Bize çok yabancı değil; Azerbaycan’da da “kahramanlık” ve “vatan hainliği”nin dağıtımı ilginç yollar izliyor...
Ekrem Eylisli’yi linç etmek
Mesela “Ermeniler benim düşmanım değil” diyen, 75 yaşındaki Azeri yazar Ekrem Eylisli’nin evinin önünde bugünlerde birileri ölüm dansları yapıyorlar. “Baltasını kapan gelsin!” diyerek, 75 yaşındaki bir ihtiyarı “Safarov kahramanlığıyla” öldürmeye çağırıyorlar. Kitaplarını yakıyorlar. Azerbaycan devleti tarafından verilen aylık maaşı, ödülleri; nesi varsa hepsi elinden alınmış; karısı ve çocuğu işten kovulmuşlar.
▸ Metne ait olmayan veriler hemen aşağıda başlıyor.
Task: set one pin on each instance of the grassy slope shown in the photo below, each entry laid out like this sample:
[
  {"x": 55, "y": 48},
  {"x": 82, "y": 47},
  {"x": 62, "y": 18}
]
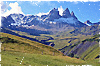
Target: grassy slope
[
  {"x": 17, "y": 48},
  {"x": 59, "y": 41}
]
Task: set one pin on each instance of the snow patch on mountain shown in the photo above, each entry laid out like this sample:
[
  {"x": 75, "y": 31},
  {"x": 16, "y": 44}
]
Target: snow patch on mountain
[{"x": 70, "y": 20}]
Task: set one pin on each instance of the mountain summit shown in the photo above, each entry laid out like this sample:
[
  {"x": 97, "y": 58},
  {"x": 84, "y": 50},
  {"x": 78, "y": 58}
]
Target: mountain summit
[
  {"x": 53, "y": 14},
  {"x": 66, "y": 13}
]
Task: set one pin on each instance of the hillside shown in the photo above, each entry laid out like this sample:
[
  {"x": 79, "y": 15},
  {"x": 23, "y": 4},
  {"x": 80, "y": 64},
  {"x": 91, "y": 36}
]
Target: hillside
[
  {"x": 86, "y": 49},
  {"x": 14, "y": 48}
]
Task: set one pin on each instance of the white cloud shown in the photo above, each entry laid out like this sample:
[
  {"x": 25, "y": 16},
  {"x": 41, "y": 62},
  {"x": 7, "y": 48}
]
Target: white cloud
[
  {"x": 14, "y": 9},
  {"x": 60, "y": 9},
  {"x": 40, "y": 14},
  {"x": 3, "y": 7}
]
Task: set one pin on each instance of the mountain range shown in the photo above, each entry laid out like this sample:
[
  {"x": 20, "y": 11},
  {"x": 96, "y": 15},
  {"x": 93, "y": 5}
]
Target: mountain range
[{"x": 65, "y": 33}]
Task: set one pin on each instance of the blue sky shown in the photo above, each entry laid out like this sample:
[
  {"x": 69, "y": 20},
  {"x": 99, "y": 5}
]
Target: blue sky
[{"x": 83, "y": 10}]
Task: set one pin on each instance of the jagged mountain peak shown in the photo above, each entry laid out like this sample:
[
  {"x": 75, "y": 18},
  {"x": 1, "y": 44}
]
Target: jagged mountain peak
[
  {"x": 88, "y": 21},
  {"x": 66, "y": 13},
  {"x": 53, "y": 14},
  {"x": 72, "y": 13}
]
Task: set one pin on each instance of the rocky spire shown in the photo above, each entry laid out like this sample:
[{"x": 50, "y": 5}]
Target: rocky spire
[
  {"x": 53, "y": 14},
  {"x": 66, "y": 13}
]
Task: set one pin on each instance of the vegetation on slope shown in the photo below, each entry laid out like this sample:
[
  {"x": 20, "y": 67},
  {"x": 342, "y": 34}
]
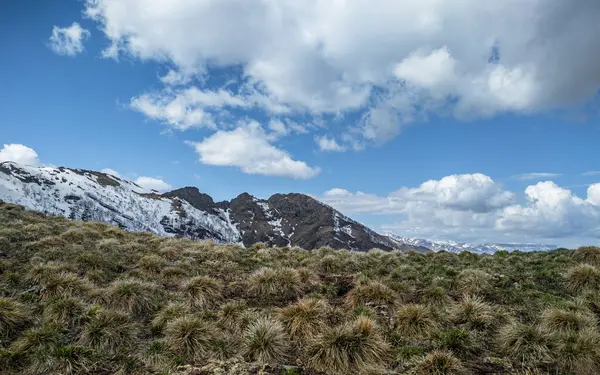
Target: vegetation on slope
[{"x": 88, "y": 298}]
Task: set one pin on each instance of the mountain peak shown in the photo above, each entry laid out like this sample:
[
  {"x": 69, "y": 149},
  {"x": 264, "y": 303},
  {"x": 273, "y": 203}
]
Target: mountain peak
[{"x": 283, "y": 220}]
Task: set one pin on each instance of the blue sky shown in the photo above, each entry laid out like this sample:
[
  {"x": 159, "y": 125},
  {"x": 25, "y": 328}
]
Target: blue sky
[{"x": 230, "y": 100}]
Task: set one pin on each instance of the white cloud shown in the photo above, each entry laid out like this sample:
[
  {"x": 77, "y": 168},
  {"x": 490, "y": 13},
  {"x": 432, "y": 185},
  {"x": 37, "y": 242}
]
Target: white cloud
[
  {"x": 536, "y": 176},
  {"x": 328, "y": 144},
  {"x": 111, "y": 172},
  {"x": 148, "y": 183},
  {"x": 248, "y": 147},
  {"x": 591, "y": 173},
  {"x": 278, "y": 127},
  {"x": 427, "y": 70},
  {"x": 187, "y": 108},
  {"x": 396, "y": 61},
  {"x": 19, "y": 154},
  {"x": 175, "y": 78},
  {"x": 594, "y": 194},
  {"x": 68, "y": 40},
  {"x": 553, "y": 211},
  {"x": 474, "y": 208},
  {"x": 476, "y": 193},
  {"x": 151, "y": 183}
]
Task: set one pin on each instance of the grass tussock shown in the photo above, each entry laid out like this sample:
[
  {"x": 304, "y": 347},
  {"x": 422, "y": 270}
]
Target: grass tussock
[
  {"x": 353, "y": 347},
  {"x": 91, "y": 299}
]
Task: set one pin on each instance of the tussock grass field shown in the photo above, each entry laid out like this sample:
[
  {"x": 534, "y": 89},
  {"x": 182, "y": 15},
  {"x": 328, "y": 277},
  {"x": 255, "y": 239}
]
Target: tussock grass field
[{"x": 89, "y": 298}]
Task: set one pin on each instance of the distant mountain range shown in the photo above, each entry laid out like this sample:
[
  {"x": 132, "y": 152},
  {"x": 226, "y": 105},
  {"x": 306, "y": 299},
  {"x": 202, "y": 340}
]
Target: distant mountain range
[
  {"x": 456, "y": 247},
  {"x": 282, "y": 220}
]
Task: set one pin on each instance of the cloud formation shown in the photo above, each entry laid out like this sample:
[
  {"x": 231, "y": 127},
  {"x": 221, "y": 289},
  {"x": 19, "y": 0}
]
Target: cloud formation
[
  {"x": 536, "y": 176},
  {"x": 249, "y": 148},
  {"x": 19, "y": 154},
  {"x": 467, "y": 207},
  {"x": 394, "y": 61},
  {"x": 151, "y": 183},
  {"x": 111, "y": 172},
  {"x": 326, "y": 143},
  {"x": 68, "y": 41}
]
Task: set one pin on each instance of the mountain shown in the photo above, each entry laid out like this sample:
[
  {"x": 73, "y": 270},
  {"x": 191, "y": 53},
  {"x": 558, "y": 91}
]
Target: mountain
[
  {"x": 456, "y": 247},
  {"x": 281, "y": 220}
]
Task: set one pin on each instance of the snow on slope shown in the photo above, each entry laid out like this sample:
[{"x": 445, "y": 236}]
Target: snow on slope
[
  {"x": 456, "y": 247},
  {"x": 93, "y": 196}
]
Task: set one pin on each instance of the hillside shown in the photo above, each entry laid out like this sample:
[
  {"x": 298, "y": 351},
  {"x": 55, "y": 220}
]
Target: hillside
[
  {"x": 89, "y": 298},
  {"x": 282, "y": 220}
]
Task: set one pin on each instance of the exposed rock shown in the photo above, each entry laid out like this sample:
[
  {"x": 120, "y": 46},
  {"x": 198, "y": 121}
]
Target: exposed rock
[{"x": 282, "y": 220}]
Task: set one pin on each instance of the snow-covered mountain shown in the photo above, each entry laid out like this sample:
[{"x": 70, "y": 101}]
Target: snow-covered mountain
[
  {"x": 281, "y": 220},
  {"x": 456, "y": 247}
]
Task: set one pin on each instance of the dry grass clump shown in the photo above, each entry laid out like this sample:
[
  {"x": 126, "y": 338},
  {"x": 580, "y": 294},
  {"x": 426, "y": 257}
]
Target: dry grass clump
[
  {"x": 134, "y": 296},
  {"x": 277, "y": 284},
  {"x": 578, "y": 352},
  {"x": 583, "y": 277},
  {"x": 474, "y": 313},
  {"x": 12, "y": 316},
  {"x": 588, "y": 254},
  {"x": 191, "y": 336},
  {"x": 305, "y": 318},
  {"x": 65, "y": 284},
  {"x": 109, "y": 331},
  {"x": 265, "y": 341},
  {"x": 152, "y": 263},
  {"x": 170, "y": 312},
  {"x": 372, "y": 293},
  {"x": 89, "y": 298},
  {"x": 439, "y": 362},
  {"x": 202, "y": 291},
  {"x": 415, "y": 321},
  {"x": 235, "y": 316},
  {"x": 474, "y": 281},
  {"x": 561, "y": 320},
  {"x": 350, "y": 348},
  {"x": 68, "y": 311},
  {"x": 526, "y": 345}
]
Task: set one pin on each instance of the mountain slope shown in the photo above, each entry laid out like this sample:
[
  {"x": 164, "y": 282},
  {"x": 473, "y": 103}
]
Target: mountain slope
[
  {"x": 456, "y": 247},
  {"x": 282, "y": 220}
]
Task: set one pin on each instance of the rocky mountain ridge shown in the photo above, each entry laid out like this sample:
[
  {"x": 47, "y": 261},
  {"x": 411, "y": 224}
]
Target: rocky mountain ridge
[
  {"x": 457, "y": 247},
  {"x": 282, "y": 220}
]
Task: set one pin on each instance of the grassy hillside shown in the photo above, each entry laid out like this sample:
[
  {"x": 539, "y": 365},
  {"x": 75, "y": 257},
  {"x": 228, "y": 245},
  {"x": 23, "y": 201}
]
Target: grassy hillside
[{"x": 87, "y": 298}]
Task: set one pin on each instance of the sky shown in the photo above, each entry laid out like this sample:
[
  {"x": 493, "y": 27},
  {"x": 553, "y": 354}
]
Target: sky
[{"x": 466, "y": 120}]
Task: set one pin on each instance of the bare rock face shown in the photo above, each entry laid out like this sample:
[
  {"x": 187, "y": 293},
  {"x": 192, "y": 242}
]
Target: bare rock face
[{"x": 281, "y": 220}]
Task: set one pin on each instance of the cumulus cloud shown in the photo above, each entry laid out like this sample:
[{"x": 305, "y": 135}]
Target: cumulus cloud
[
  {"x": 249, "y": 148},
  {"x": 187, "y": 108},
  {"x": 476, "y": 193},
  {"x": 395, "y": 61},
  {"x": 111, "y": 172},
  {"x": 553, "y": 211},
  {"x": 326, "y": 143},
  {"x": 536, "y": 176},
  {"x": 68, "y": 41},
  {"x": 474, "y": 207},
  {"x": 148, "y": 183},
  {"x": 151, "y": 183},
  {"x": 19, "y": 154},
  {"x": 591, "y": 173}
]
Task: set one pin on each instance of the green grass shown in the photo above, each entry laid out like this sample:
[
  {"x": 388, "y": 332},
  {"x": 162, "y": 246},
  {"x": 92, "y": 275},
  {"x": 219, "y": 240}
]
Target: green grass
[{"x": 88, "y": 298}]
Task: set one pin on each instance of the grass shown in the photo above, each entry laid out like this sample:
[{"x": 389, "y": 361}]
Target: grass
[{"x": 88, "y": 298}]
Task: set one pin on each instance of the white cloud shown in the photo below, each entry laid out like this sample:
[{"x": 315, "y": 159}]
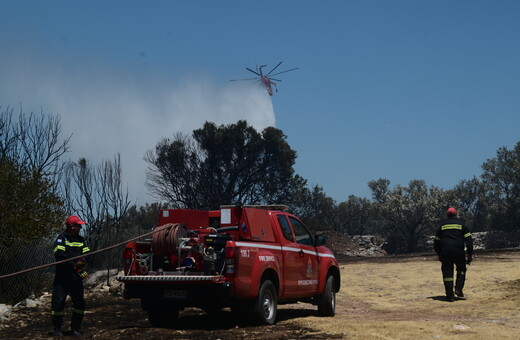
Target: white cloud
[{"x": 110, "y": 113}]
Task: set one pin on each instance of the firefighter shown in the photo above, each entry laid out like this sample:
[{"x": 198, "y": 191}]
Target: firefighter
[
  {"x": 449, "y": 245},
  {"x": 69, "y": 276}
]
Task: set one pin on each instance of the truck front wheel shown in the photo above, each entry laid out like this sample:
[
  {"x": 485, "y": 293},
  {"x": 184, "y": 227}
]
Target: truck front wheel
[
  {"x": 327, "y": 300},
  {"x": 266, "y": 303}
]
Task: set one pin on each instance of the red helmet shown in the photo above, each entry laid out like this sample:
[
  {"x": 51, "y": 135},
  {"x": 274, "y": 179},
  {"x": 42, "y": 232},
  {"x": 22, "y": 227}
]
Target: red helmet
[
  {"x": 73, "y": 219},
  {"x": 451, "y": 212}
]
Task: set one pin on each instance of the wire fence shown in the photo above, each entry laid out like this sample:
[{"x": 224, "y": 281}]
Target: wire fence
[{"x": 21, "y": 255}]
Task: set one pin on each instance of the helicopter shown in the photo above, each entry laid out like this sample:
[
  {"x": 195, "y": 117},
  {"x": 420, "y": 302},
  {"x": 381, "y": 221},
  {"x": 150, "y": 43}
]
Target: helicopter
[{"x": 266, "y": 79}]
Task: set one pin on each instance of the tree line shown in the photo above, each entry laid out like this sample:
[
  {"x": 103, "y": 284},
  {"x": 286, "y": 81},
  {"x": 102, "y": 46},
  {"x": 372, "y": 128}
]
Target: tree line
[{"x": 225, "y": 164}]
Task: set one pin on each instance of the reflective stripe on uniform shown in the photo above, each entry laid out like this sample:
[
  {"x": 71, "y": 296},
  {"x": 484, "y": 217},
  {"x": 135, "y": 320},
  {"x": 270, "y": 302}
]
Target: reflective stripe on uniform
[
  {"x": 451, "y": 226},
  {"x": 74, "y": 244},
  {"x": 59, "y": 248}
]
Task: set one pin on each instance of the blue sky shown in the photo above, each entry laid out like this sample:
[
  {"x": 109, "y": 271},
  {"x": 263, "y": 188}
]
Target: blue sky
[{"x": 395, "y": 89}]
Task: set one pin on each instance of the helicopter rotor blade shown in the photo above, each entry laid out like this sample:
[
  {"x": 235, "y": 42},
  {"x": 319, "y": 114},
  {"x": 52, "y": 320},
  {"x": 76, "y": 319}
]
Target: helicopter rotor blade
[
  {"x": 274, "y": 68},
  {"x": 258, "y": 74},
  {"x": 243, "y": 79},
  {"x": 286, "y": 71}
]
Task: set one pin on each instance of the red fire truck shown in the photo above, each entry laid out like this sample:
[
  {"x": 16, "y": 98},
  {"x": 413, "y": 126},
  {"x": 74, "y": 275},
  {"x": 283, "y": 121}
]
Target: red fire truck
[{"x": 248, "y": 258}]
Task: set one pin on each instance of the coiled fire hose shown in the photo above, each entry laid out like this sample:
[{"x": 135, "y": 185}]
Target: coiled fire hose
[{"x": 164, "y": 243}]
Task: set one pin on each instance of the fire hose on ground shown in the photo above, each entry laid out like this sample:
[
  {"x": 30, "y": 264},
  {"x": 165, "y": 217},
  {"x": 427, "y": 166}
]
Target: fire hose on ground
[{"x": 165, "y": 227}]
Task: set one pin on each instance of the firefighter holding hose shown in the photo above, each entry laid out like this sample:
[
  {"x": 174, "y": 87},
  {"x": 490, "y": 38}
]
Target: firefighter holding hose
[{"x": 69, "y": 276}]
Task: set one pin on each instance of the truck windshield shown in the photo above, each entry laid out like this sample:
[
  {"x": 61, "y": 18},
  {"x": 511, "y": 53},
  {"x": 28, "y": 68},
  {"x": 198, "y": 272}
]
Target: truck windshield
[
  {"x": 302, "y": 234},
  {"x": 286, "y": 229}
]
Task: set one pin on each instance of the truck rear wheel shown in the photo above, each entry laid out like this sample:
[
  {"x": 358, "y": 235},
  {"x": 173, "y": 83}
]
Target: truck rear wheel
[
  {"x": 162, "y": 316},
  {"x": 266, "y": 303},
  {"x": 327, "y": 300}
]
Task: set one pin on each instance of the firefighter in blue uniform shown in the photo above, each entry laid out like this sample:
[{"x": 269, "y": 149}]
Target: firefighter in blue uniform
[
  {"x": 449, "y": 245},
  {"x": 69, "y": 276}
]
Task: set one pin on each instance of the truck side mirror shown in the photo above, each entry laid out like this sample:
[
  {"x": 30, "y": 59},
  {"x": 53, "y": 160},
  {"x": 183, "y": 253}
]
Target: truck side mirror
[{"x": 319, "y": 240}]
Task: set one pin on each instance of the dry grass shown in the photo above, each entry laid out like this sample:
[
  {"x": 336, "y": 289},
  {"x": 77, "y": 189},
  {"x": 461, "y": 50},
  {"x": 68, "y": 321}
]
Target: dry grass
[{"x": 405, "y": 300}]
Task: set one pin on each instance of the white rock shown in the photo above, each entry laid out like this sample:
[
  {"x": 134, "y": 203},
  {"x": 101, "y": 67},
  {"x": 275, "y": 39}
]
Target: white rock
[
  {"x": 460, "y": 327},
  {"x": 5, "y": 311}
]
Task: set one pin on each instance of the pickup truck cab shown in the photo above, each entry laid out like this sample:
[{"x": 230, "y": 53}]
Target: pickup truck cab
[{"x": 248, "y": 258}]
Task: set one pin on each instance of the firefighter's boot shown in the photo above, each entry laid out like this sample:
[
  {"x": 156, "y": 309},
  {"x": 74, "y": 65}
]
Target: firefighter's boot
[
  {"x": 448, "y": 286},
  {"x": 57, "y": 322},
  {"x": 77, "y": 318},
  {"x": 459, "y": 284}
]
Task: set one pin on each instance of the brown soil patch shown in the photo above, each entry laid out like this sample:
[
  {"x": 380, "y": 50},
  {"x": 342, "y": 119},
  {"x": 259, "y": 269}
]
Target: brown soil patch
[{"x": 381, "y": 298}]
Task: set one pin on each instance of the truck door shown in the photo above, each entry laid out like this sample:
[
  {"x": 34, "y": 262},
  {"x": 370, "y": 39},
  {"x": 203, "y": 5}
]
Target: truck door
[
  {"x": 300, "y": 270},
  {"x": 308, "y": 274}
]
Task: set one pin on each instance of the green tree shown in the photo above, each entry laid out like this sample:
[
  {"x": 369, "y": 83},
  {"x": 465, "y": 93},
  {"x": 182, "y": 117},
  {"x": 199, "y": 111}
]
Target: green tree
[
  {"x": 469, "y": 197},
  {"x": 409, "y": 212},
  {"x": 314, "y": 207},
  {"x": 29, "y": 209},
  {"x": 354, "y": 216},
  {"x": 30, "y": 165},
  {"x": 502, "y": 179},
  {"x": 222, "y": 165}
]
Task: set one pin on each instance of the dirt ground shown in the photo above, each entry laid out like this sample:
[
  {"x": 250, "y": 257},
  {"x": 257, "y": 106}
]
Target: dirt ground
[{"x": 381, "y": 298}]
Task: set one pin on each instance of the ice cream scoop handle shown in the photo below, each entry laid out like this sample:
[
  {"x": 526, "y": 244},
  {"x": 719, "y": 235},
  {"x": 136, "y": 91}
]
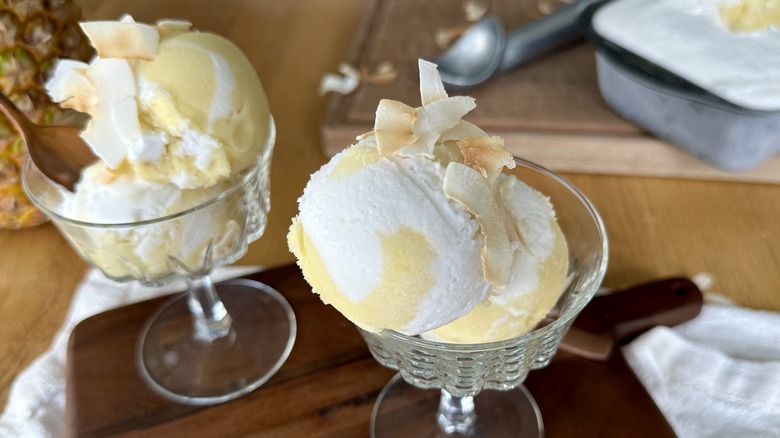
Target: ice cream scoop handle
[{"x": 542, "y": 36}]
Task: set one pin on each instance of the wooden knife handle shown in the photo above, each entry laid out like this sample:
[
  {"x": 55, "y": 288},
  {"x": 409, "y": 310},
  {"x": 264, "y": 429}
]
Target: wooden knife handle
[{"x": 627, "y": 313}]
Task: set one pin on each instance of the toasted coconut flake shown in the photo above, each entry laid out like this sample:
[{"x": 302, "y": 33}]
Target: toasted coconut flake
[
  {"x": 394, "y": 126},
  {"x": 467, "y": 187},
  {"x": 431, "y": 87},
  {"x": 343, "y": 83},
  {"x": 434, "y": 119},
  {"x": 169, "y": 28},
  {"x": 462, "y": 130},
  {"x": 124, "y": 39},
  {"x": 487, "y": 155},
  {"x": 70, "y": 86}
]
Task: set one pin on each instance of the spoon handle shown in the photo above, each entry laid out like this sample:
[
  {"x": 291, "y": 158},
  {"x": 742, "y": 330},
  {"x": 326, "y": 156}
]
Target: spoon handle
[{"x": 542, "y": 36}]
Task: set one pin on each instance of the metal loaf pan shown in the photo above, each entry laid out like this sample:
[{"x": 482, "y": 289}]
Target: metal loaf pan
[{"x": 672, "y": 109}]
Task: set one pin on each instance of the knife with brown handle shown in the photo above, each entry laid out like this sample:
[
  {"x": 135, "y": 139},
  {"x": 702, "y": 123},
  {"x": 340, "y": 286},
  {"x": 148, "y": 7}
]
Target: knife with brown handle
[{"x": 617, "y": 317}]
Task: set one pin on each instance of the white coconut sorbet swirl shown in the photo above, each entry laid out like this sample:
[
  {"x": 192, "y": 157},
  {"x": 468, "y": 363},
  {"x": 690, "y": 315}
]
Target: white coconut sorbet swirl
[
  {"x": 410, "y": 228},
  {"x": 176, "y": 116},
  {"x": 727, "y": 47}
]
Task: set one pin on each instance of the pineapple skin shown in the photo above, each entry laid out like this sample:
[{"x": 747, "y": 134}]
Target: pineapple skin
[{"x": 33, "y": 35}]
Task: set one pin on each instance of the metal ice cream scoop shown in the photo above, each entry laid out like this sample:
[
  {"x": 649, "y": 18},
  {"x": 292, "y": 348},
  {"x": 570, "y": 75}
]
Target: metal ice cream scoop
[
  {"x": 484, "y": 50},
  {"x": 58, "y": 151}
]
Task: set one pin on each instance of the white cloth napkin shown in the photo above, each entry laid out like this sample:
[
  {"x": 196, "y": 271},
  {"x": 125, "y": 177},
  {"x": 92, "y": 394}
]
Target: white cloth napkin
[
  {"x": 36, "y": 403},
  {"x": 717, "y": 375}
]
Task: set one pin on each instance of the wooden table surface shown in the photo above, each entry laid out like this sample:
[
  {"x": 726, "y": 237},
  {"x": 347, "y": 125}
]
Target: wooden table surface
[{"x": 657, "y": 227}]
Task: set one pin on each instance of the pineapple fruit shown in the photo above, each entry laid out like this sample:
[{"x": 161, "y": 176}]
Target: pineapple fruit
[{"x": 33, "y": 34}]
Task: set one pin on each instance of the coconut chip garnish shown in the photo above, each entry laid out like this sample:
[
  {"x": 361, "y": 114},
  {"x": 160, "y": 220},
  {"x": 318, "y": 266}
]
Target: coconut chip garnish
[
  {"x": 351, "y": 78},
  {"x": 403, "y": 131}
]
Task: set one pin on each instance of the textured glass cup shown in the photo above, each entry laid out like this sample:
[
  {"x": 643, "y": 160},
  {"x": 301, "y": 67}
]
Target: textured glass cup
[
  {"x": 212, "y": 343},
  {"x": 463, "y": 371}
]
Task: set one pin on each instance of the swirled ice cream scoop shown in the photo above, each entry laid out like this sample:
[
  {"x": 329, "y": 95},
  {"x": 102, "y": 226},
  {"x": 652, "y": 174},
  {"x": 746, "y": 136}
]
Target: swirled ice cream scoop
[
  {"x": 415, "y": 226},
  {"x": 167, "y": 104},
  {"x": 176, "y": 115}
]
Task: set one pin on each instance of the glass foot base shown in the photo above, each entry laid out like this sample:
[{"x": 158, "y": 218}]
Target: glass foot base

Bu arada belli ki çok “vatanperver” bir zengin de Eylisli’nin kesilmiş kulakları için 10.000 Azeri Manatı para ödülü vaat etmiş....
Bir tür devleti, devlet sahipliğini, olunması gerekeni anlatan ve içinden kan kokusu geçen bir hikâye...
Kan kokusunu damarlarında taşıyan, bizim buralardan bir hikâye...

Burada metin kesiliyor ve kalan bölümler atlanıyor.